The Scanning Monticello project at the University of Virginia Computer Science Department (a joint project with researchers at the University of North Carolina at Chapel Hill) aims to create an extremely accurate model of Thomas Jefferson's Virginia home. Using recent technology known as a laser-range scanner (see sidebar), millions of data points can be gathered quickly and precisely. This data can then be transformed into a highly accurate three-dimensional model of Monticello, ready to be used for scientific study or simple exploration.

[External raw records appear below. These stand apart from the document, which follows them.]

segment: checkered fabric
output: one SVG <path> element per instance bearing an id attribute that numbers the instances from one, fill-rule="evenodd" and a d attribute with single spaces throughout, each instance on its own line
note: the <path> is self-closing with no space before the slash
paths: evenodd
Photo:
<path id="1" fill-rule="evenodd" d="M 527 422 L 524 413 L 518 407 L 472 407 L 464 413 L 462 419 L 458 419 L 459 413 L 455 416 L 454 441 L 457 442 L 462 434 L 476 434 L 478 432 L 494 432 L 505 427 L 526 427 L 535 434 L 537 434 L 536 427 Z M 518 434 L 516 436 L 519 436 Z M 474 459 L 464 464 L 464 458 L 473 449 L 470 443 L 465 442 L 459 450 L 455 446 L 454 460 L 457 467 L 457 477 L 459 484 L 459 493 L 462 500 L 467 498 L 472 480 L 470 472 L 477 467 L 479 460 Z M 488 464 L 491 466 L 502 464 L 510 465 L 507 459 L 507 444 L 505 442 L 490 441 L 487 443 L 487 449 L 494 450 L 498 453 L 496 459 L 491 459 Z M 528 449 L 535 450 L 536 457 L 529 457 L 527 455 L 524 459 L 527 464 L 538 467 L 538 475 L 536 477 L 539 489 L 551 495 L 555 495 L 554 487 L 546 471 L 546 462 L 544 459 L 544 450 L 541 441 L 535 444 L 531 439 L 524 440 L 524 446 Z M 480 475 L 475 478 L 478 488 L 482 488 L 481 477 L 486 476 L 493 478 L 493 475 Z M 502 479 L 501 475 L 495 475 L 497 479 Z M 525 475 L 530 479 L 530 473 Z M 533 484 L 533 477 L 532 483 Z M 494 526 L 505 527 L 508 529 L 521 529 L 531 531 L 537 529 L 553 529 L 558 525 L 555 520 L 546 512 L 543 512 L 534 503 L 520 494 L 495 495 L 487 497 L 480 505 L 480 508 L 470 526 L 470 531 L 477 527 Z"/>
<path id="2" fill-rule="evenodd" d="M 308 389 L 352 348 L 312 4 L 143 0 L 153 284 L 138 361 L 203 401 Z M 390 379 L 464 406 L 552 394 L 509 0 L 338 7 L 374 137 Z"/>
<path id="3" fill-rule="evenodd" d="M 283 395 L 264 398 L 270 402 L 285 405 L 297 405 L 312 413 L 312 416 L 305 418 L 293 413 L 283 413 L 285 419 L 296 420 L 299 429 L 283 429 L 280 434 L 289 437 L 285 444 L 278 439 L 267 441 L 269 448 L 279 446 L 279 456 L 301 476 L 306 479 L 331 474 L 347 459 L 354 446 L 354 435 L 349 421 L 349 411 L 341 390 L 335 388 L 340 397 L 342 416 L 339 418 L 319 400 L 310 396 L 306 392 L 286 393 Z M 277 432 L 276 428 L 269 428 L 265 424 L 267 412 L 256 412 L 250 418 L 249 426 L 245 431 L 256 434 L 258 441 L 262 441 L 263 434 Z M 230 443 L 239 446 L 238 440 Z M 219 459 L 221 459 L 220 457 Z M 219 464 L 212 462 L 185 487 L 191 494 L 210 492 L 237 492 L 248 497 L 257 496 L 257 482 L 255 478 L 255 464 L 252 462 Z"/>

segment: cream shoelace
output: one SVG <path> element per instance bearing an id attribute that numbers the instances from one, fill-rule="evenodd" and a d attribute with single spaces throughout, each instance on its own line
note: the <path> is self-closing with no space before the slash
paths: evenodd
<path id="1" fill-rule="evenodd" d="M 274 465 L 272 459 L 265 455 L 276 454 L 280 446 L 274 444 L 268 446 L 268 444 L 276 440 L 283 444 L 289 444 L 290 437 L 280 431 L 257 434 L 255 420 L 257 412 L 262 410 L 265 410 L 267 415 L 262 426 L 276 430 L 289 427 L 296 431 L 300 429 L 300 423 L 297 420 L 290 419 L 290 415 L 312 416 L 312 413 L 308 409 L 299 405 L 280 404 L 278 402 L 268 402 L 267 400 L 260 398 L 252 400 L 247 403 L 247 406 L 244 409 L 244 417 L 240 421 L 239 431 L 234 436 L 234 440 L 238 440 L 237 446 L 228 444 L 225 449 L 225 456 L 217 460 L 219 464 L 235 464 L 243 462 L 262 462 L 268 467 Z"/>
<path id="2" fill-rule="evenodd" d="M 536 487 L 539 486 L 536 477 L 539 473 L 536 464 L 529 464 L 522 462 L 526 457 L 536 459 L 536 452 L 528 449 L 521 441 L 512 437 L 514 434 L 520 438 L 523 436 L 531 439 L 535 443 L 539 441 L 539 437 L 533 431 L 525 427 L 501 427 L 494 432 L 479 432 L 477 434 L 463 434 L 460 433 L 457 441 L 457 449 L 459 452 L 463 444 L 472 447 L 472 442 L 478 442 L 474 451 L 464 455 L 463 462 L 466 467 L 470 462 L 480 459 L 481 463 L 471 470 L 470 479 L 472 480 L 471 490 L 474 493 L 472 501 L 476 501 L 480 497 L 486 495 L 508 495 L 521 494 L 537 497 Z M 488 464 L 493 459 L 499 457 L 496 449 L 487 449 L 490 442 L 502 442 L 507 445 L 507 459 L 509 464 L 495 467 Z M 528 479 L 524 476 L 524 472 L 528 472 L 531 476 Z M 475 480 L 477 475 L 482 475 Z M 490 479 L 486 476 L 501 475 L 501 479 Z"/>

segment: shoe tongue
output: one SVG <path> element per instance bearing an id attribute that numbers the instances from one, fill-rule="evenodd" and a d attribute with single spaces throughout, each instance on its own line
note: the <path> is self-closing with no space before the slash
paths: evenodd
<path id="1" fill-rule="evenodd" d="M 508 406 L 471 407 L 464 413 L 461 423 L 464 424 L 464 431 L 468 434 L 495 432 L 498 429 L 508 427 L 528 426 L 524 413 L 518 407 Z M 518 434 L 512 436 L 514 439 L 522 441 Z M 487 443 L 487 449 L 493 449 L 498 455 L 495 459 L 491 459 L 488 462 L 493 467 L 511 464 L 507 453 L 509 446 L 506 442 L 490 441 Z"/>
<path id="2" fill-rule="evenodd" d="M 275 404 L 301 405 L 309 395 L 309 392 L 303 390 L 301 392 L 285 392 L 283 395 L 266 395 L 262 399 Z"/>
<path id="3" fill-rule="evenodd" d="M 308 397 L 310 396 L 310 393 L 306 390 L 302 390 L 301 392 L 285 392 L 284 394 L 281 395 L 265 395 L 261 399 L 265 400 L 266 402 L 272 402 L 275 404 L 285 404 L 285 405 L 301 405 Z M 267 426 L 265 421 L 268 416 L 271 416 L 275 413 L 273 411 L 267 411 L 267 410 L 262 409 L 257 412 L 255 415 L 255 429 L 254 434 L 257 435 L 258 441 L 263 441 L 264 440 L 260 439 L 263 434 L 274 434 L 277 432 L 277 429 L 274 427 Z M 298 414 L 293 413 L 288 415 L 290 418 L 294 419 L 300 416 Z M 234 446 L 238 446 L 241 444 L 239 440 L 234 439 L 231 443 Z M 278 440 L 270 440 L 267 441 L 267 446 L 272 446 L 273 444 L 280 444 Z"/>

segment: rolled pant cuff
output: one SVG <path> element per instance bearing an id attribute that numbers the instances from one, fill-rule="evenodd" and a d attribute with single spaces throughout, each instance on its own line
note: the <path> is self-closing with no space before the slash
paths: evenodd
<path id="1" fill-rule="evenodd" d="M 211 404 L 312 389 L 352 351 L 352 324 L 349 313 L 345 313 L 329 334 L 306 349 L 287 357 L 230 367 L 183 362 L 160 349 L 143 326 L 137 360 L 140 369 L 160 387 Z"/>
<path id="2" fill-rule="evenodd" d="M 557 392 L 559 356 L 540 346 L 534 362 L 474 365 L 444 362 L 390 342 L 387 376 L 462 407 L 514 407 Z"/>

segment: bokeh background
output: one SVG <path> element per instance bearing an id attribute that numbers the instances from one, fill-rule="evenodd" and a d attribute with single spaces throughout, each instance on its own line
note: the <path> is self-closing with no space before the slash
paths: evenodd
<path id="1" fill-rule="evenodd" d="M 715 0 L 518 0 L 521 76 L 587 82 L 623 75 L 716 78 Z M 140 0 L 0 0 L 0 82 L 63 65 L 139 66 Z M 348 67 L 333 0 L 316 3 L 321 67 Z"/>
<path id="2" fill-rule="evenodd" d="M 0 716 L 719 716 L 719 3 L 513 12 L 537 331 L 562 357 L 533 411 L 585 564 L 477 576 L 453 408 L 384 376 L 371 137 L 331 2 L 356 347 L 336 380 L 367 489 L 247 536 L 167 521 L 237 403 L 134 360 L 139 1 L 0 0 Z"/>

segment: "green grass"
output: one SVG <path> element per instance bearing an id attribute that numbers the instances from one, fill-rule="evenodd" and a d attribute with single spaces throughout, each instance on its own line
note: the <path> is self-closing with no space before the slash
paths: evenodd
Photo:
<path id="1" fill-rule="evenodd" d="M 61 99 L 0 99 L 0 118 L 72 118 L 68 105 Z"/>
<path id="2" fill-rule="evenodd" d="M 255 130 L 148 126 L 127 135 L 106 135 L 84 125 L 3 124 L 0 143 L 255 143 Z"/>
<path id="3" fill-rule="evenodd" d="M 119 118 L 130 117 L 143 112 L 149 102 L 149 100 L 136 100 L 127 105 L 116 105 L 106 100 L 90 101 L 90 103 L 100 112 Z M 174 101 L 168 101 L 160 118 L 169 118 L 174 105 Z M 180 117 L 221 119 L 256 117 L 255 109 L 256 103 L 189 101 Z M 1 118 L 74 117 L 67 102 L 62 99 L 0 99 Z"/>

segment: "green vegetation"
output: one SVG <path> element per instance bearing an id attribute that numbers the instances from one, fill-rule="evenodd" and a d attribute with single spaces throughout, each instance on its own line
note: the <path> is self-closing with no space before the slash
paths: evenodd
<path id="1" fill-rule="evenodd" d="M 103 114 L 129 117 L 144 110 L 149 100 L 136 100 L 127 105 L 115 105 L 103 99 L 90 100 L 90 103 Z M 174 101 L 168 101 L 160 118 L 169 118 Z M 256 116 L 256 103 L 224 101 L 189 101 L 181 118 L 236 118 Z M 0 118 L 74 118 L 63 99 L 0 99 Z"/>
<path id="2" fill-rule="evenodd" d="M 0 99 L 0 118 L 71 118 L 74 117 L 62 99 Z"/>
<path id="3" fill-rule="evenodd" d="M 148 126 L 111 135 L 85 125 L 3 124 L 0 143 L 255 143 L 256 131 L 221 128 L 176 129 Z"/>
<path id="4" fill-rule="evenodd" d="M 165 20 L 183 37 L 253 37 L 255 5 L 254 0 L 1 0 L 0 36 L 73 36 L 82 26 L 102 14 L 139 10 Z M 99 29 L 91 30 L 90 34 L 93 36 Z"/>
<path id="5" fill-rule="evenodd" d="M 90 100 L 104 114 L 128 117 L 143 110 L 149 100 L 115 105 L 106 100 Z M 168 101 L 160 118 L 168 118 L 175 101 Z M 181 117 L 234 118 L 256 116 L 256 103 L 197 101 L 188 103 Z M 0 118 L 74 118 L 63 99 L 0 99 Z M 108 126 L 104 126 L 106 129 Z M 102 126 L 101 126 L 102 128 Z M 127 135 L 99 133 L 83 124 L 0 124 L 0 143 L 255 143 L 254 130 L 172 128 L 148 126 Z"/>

We have developed an interactive "Virtual Monticello" display for the New Orleans Museum of Art, showcased in the major exhibition Jefferson's America & Napoleon's France.  Our work and this exhibit are funded by a grant from the National Science Foundation.


  • Scan Editing:
    • Manual scan repair, allowing a user to explicitly remove anomalies and artifacts introduced during the scanning process
    • Algorithmic data resampling for automatic hole-patching and intelligent "dust particle" filtering
  • Registration and Surfacing:
    • Assembling individual scans into full data-sets (transforming all scans into the same global coordinate system)
    • Novel methods for combining multiple scans to fill in "holes" and create a single coherent 3D model.
  • Representation and Display:
    • 3D Geometry: points, triangles, polygons
    • Image-Based Rendering: splats, layered-depth images
Our partners at the University of North Carolina include Dr. Anselmo Lastra and Dr. Lars Nyland (faculty), Nathaniel Williams, Chad Hantak and Kok-Lim Low (students), Kurtis Keller, and John Thomas (staff).  Additional artwork provided by Ben Cloward.  This work was jointly funded by National Science Foundation awards ACI-0205425 and ACI-0205324, with additional support from Mitsubishi Electric Research Laboratories.
Laser Scanner Diagram DeltaSphere 3000

The Laser Range Scanner:
A laser-range scanner works by emitting a beam and recording the distance the beam traveled before striking a surface (r). By further recording the rotation angles around the y- and z-axes (t and p, respectively), the scanner quickly creates a highly-accurate series of sampled points in 3-space, often taking millions of samples per minute. However, problems can occur when the scanner encounters:
  • Unreflective (matte) surfaces - no range measure
  • Highly reflective surfaces - skewed range value
  • "Dust particle" interference - skewed range value
  • Motor inaccuracies - incorrect (t, p) values
Part of our research focuses on addressing these problems and extending scanning techniques to be more robust, accurate, and automatic.  We acquire our datasets obtained using the DeltaSphere 3000 (shown above), a commercial laser-range scanner built by 3rdTech, Inc. and developed at the University of North Carolina.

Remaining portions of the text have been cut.